If buggy smartphones are the “new reality”, here’s some free advice for handset makers - mrspin
http://www.last100.com/2009/01/26/if-buggy-smartphones-are-the-new-reality-heres-some-free-advice-for-handset-makers/

======
ieatpaste
Mobile phones used to have 4-year development cycles, but due to consumer
pressure and CEOs making ridiculous promises, the development cycle has been
compacted into as little as 6 months. This is not enough time for accurate
testing on all fronts (variables double out in the field).

Furthermore, over-the-air updates are not used due to hacking. Though there
could be copious amounts of security, one fail would mean complete loss of
mobile communication in large areas, if not nationwide.
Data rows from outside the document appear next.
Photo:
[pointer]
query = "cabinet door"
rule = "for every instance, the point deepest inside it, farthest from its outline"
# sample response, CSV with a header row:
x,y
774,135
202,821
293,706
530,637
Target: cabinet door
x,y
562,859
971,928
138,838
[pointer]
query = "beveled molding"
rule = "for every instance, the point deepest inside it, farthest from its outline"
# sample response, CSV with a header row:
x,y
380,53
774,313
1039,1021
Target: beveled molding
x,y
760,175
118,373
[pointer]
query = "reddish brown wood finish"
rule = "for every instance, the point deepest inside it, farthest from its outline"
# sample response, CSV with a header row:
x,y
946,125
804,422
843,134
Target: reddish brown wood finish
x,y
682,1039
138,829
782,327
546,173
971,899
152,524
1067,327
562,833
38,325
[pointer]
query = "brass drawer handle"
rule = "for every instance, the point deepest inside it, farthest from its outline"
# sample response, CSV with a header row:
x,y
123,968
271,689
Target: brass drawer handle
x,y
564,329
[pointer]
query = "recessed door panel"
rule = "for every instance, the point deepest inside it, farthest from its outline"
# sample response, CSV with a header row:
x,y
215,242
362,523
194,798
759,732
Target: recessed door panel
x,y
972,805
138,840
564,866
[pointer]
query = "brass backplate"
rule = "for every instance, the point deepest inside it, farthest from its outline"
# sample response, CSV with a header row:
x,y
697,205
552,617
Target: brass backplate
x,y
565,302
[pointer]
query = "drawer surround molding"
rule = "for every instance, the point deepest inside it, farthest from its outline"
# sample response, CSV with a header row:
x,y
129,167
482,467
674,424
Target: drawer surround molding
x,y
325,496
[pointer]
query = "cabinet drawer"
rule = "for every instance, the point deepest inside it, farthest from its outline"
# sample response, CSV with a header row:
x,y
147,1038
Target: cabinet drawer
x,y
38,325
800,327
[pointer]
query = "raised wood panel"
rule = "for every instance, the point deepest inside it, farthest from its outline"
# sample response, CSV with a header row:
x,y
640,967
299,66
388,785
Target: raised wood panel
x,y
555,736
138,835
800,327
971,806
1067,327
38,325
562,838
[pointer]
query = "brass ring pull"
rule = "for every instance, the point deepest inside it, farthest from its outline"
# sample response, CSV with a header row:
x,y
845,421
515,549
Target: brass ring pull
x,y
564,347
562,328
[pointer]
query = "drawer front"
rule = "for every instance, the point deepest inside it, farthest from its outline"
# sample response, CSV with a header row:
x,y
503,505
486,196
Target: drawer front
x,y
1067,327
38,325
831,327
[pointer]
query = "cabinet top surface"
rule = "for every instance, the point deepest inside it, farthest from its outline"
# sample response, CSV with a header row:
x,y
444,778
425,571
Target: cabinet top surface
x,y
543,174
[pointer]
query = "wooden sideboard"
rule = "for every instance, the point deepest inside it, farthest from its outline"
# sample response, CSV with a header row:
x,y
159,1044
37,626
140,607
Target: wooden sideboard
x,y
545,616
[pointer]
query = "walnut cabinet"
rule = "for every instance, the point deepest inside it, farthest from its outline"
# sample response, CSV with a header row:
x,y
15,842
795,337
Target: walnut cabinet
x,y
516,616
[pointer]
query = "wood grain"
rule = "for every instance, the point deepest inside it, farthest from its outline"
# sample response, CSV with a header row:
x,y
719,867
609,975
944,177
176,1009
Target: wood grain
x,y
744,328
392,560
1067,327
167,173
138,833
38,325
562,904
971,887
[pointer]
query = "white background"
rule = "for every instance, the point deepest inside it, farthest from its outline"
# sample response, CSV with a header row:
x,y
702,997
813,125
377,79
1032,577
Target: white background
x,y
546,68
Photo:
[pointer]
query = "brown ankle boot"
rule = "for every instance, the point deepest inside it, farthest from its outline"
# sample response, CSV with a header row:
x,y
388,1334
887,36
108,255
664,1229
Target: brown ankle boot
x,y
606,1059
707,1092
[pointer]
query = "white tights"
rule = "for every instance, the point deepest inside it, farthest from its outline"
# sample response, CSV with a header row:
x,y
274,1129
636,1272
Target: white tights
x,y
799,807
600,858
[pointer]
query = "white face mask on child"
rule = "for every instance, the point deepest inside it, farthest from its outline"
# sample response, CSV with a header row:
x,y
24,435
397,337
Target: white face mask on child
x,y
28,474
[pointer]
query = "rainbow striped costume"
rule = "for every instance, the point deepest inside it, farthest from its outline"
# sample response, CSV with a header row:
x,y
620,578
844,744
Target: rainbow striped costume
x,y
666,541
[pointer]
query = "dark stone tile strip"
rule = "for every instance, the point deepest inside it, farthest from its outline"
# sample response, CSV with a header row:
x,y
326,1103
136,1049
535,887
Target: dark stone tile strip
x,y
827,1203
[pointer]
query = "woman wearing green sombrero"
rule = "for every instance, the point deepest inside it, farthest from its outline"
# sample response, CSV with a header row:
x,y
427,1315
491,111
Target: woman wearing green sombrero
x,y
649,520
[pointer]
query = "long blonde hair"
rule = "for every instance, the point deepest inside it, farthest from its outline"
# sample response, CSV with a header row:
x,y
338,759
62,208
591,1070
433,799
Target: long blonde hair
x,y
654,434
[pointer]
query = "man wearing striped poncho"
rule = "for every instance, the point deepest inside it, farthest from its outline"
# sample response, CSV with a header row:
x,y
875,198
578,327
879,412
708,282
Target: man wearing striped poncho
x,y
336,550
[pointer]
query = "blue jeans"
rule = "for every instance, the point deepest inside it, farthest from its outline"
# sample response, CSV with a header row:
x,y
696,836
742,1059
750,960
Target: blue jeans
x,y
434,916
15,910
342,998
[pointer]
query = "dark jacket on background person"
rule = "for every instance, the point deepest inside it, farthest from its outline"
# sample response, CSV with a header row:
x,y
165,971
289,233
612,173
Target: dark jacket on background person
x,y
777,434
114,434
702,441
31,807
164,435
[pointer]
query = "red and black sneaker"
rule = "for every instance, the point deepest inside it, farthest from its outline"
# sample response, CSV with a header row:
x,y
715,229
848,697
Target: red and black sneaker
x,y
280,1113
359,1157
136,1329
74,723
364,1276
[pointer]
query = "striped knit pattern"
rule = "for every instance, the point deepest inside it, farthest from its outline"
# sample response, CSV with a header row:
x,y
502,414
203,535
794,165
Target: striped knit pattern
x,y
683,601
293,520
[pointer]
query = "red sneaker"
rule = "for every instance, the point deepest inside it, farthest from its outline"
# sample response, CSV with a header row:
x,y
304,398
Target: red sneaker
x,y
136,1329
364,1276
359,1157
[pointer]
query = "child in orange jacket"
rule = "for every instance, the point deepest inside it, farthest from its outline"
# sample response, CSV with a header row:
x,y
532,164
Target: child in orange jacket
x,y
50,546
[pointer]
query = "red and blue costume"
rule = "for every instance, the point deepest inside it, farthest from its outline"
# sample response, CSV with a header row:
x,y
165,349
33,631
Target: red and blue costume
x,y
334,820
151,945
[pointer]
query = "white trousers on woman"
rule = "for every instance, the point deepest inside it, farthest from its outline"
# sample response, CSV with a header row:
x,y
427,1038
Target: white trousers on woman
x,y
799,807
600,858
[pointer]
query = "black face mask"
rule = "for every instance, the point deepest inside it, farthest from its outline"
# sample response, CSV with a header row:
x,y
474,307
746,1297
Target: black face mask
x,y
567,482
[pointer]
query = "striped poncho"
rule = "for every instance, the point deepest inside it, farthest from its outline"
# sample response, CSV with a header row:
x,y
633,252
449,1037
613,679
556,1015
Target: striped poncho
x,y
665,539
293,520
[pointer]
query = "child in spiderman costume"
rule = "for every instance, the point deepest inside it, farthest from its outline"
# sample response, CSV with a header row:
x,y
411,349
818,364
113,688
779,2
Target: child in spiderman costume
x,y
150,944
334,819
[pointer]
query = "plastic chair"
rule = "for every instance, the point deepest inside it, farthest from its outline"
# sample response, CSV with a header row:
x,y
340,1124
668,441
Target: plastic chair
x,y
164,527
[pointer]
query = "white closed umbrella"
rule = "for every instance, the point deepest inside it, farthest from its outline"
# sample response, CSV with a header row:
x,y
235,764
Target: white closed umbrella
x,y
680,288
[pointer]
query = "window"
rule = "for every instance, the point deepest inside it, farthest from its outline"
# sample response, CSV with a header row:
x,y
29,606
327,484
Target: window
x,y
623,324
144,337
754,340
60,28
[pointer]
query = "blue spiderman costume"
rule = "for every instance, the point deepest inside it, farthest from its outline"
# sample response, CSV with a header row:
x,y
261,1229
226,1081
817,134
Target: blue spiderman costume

Features cannot be cut since the products will not sell. Apple could afford it
only because it was riding the success of the iPod - other, unpopular
companies cannot do the same. While I agree that there needs to be a better
balance of features and quality, there isn't too much leeway especially
because handset manufacturers are doing especially bad in this economic
downturn.

I agree transparency is a great thing - but it may also cause a PR nightmare.
There needs to be great discretion in revealing problems especially in a field
where consumers understand little. Discussing problems may only make consumers
more disgruntle or panicked.

Operators (Networks) control everything. EVERYTHING. They choose which phones
are allowed and which ones are not. Again, Apple had a lot of leverage due to
their popularity, but ultimately lost out to AT&T control. It isn't as simple
as "keeping operators out" - laws would need to be instated and Networks would
have to yield control (they definitely won't go easily).